In God’s Country: Alumna finds joy and purpose teaching in Canada’s far north
This is part of the life I know I was meant to live, and God made sure I made it here.
Gjoa Haven is situated on William Island, Nunavut, a little over 2,000 kilometres north of Winnipeg. As the crow flies, it's about as far from here to Vancouver. But the Mercator effect is truer to life in Canada than ninth-grade social studies would have us believe: in significance if not in substance, distances expand toward the Pole. While the realities of life up north can be harsh, for Katrina Brooks, a 2015 alumna of CMU's Bachelor of Arts in English now teaching at Gjoa Haven's Qiqirtaq Ilihakvik High School, this expansion of space and consciousness is a taste of what it feels like to be in God's country.
"This is a small community, but in the time I've spent here so far, I've grown to love it. I see God every day: at work, in every little success my students achieve, every time I step out of my door and see my surroundings. I can't imagine being anywhere else. This is part of the life I know I was meant to live, and God made sure I made it here."
It took some doing, though. Through program changes, personal ups and downs, a brief transfer out and retransfer back in, Brooks learned to listen for and discern God's promptings in her life—a skill that has served her well since graduation.
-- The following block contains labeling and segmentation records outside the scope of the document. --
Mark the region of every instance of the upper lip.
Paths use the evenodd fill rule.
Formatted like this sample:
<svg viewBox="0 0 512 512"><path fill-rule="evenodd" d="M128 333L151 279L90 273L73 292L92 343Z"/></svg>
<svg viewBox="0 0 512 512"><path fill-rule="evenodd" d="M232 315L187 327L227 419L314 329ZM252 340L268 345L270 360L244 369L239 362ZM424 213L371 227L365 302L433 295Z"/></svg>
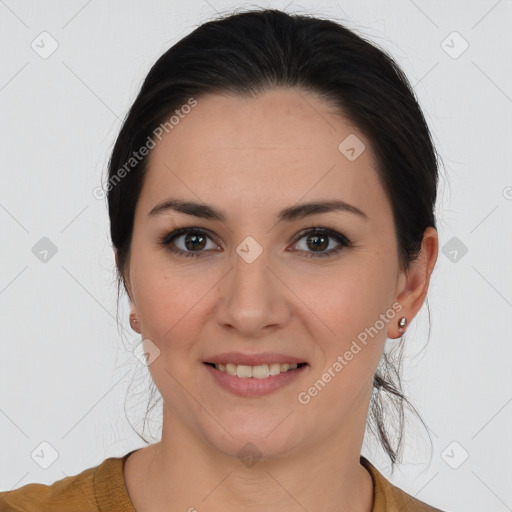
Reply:
<svg viewBox="0 0 512 512"><path fill-rule="evenodd" d="M243 354L242 352L224 352L223 354L217 354L211 356L204 361L205 363L214 364L236 364L246 366L258 366L261 364L271 363L291 363L299 364L305 363L304 359L298 357L287 356L286 354L277 354L275 352L261 352L259 354Z"/></svg>

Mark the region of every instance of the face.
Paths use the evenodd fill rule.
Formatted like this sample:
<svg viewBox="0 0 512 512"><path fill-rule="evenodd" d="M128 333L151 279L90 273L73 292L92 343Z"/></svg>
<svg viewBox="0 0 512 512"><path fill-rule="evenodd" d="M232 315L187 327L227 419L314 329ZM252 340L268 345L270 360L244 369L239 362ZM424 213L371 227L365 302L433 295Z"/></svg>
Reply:
<svg viewBox="0 0 512 512"><path fill-rule="evenodd" d="M223 219L154 210L171 199ZM297 210L330 201L350 206ZM127 272L146 348L159 350L149 368L164 432L172 422L229 455L246 442L278 456L362 439L402 277L391 205L356 127L294 89L199 98L150 154ZM207 364L229 361L259 376L265 363L306 364L247 379Z"/></svg>

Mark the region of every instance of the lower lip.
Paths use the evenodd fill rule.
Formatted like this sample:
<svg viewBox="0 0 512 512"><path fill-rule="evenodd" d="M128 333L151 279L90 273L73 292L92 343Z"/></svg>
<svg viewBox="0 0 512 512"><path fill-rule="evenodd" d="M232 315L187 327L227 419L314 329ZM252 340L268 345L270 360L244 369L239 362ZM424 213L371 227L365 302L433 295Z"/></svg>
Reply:
<svg viewBox="0 0 512 512"><path fill-rule="evenodd" d="M215 382L222 388L235 395L243 397L264 396L282 389L306 371L308 365L301 366L295 370L289 370L279 375L271 375L265 379L256 379L254 377L240 378L236 375L230 375L227 372L217 370L217 368L203 363L206 370L213 377Z"/></svg>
"Once I was back at CMU, after the transfer year, things felt right again. I had a similar experience post-grad when I realized that DaVinci College (where I briefly studied event planning) wasn't right for me, and again when I felt the desire to apply to jobs up north. I came to understand the importance of placing my faith in God—trusting that I am, in fact, at the right place at the right time. CMU helped me realize that God has a plan for me, and that, if I listen, I will be exactly where I need to be in order to carry out that plan."
"Before university I was shy and withdrawn; I was a ball of anxiety and found it difficult to reach out to others. CMU brought me out of my shell: I learned how to communicate and hold meaningful conversations with others. By the time I graduated, I was willing to speak up about issues that I cared about. Now that I'm teaching, I definitely know that if not for my experiences at CMU, I would be a far more reserved individual. Instead, I'm open and energetic, and take each day as an adventure."
Following graduation, Brooks returned home to Nova Scotia where she completed a Bachelor of Education, concentrating in English and Fine Arts for senior years. Early job searching showed a strong preference for French teachers in her area, so, sensing a nudge, she decided to look northward. Just two days after interviewing with Qiqirtag Ilihakvik, she got the job. She hasn't looked back.
"The North has taught me so much. For one, it has truly opened my eyes to the beauty of nature; I often stop and glance around, just to see what the world has to offer. As a teacher, it has also taught me to view curriculum in a very different light. I find myself drawing on the land for examples in my teaching far more often than I would if I was teaching down south, and I have learned so much about where I live, just from listening to my students' stories. My favourite school day so far was actually a day-long learning trip we took out on the land, seeing how teaching is far more than a classroom."
Brooks has been in Gjoa Haven for almost two years, and has no plans to return south any time soon.